Sobre empatia, solidariedade e construção
Cavalos Mortos, de Fábio Ferraz
Daniela A. Rabelo

Fiquei pensando no título.
Cavalos mortos.
Cavalos.
Mortos.
(e outros lutos).

O livro do Fábio me trouxe inúmeras inquietações.
Já no título.
Segui no meu ritual de leitura. Depois da capa, contracapa (sim, eu leio um livro pela capa também, e não só ela).

Vi todos os pássaros que sobrevoavam. Me vi dilúvio, me fiz orla.
Consegui me transmutar e vi o real objetivo do livro. Ele existe. Era forte.
Empatia. O livro do Fábio se traduz nisso.

Então pensei imediatamente em outra coisa. Cavalos mortos (e outros lutos) nasceu em mim com o mesmo sentimento do nosso grupo de Vulnerabilidade – é construção e solidariedade. Sim, era sobre empatia.
Sabia que se na capa e contracapa estávamos impressos, ainda viria muito mais.
Próximo passo: parti para as orelhas do livro.

O livro é um signo para mim que representa o mais humano em nós – vejo a cabeça em seu miolo; seu miolo, cabeça.

E orelhas gentis. A direita conversa comigo sobre o autor, a esquerda me estende pílulas sobre o próprio livro. E novamente fiquei inquieta: 13 anos de escrita, parceiros importantes (Ferreira Gullar e João Cabral de Melo Neto) e inúmeros sentimentos – medo, angústia, solidão, consolo, e muito mais. Definitivamente o livro traduzia o mais humano em nós.

Das orelhas, fui para a cabeça. O miolo, o centro com 21 poemas fortes e intensos, antecediam cruz e sol em seu título. A luz do nascer; a cruz, signo do morrer. Seria isso? O livro encontraria pontos extremos. Seria fênix? Pontos de luz (eu sabia).
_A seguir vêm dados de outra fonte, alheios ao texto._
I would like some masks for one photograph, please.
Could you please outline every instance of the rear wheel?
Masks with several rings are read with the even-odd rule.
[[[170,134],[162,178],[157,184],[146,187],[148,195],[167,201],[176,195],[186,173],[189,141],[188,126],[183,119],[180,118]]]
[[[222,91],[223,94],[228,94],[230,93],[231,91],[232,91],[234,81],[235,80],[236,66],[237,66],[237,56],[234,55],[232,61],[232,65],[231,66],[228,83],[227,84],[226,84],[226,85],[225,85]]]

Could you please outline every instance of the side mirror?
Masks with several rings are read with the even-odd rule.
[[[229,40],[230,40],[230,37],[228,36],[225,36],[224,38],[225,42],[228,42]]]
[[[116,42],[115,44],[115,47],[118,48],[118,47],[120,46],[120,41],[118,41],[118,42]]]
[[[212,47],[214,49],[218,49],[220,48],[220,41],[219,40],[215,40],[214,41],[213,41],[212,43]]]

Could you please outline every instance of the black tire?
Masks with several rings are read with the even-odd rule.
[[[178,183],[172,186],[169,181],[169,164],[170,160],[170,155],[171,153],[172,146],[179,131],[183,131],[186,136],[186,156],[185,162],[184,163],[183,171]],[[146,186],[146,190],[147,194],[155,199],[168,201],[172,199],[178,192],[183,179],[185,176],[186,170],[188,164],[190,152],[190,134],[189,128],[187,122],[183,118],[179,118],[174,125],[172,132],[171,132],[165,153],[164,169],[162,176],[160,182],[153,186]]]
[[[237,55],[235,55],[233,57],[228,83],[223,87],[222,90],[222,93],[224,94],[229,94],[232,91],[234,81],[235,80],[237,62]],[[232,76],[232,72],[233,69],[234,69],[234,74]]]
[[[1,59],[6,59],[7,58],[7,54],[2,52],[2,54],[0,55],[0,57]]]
De 1994 a 2006 o autor inicia seu poema com a palavra. E em seu vigésimo primeiro poema brinda a taça com outros lutos. Em sua apresentação (ou tradução) consigo já vê-lo. Ele não se incomoda, se tira, se mostra. E promete mais, muito mais. Suas palavras já nascem sem vestes, elas se gritam, se externam. Pouco a pouco são íntimas, me falam de amor, de gozo, de raiva, tristezas acumuladas. Se arrombam em um pontapé de porta que quebra. E entra.

Li o livro 3 vezes: a primeira, despretensiosa. Na segunda e terceira, desordenei: li do poema 1 ao 21 e fiz o inverso. Vi que existia uma história ali sendo contada. Era envolvente perceber que o poeta Fábio conversa sobre temas profundos, coloca amor, tristeza, nos oferece ele mesmo ao nosso coração. Seus cavalos correram intrépidos, vigorosos, intensos. E me emociono em dizer que chorei, ri, me reconheci em muitos de seus poemas. O livro trata de empatia, solidariedade, lembro. Minhas lágrimas caíram justamente em seu livro. Me fiz lago imenso. Era o encontro de tudo – eu e tantos cavalos e lutos.
Os cavalos/e lutos de Fábio estão em toda a parte. São o todo do mais humano.

São sentimentos em mim.
Em época de Natal, é presente.
Diante dos seus lutos, renascimento.
Palavra-viva(vida) em mim.
Sua poesia é letra necessária. Alfabeto raro e humano.
LIVRO: Cavalos mortos (e outros lutos)
AUTOR: Fábio Ferraz
EDITORA: Livro Pronto – São Paulo (SP)
ANO: 2007
Nota: Escrevo essas palavras em dia de morte de Ferreira Gullar. Fábio, o seu livro mantém Gullar vivo em todos nós.